As usual, I learned more from my "students" than what I taught. But it particularly heightened my own consciousness about the cultural differences between American attorneys and mediators and our very nearby neighbors. The second workshop I presented was on Breaking Impasse. It dealt with sophisticated models or tools that mediators in the U.S. commonly use to get high stakes cases resolved (including brackets, decision tree analysis and risk analysis as well as mediator's proposals). Once again, these were very "foreign" concepts to the Alberta mediators who were unaccustomed to negotiating over money without committing to a robust opportunity for the parties to collaborate, and resolve through interest-based negotiations with the monetary issues then falling into place without mediator intervention. It's a purist model of mediation in which I was also trained, but admitting to this audience that I rarely use it without the necessity to also get into "the money" through shuttle diplomacy made me feel "unpure".

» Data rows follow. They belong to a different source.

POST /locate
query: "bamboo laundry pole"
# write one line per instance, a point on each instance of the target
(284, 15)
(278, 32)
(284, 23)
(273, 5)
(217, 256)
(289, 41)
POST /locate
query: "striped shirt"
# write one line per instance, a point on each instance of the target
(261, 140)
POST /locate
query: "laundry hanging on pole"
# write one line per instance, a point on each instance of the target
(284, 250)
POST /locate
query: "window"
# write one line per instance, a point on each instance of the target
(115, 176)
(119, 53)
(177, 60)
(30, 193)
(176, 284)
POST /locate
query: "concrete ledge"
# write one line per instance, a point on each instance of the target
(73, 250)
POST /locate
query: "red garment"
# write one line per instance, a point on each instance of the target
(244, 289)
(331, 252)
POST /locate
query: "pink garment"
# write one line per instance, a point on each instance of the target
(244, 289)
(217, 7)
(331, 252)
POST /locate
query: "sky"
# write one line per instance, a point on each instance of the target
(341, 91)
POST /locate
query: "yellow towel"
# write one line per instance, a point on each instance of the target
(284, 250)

So it is that this photo--depicting the reflection of Canadian Rockies in the pure, clear Lakes, made me think hard about the value of self reflection, the open vistas just beyond our borders and the American way. More questions than answers, but what a fascinating experience for me and a deep and sincere appreciation to my Albertan friends and colleagues for giving me a chance to do this self-reflection and for listening with open ears and arms to the ethical issues we face here as though they are universal.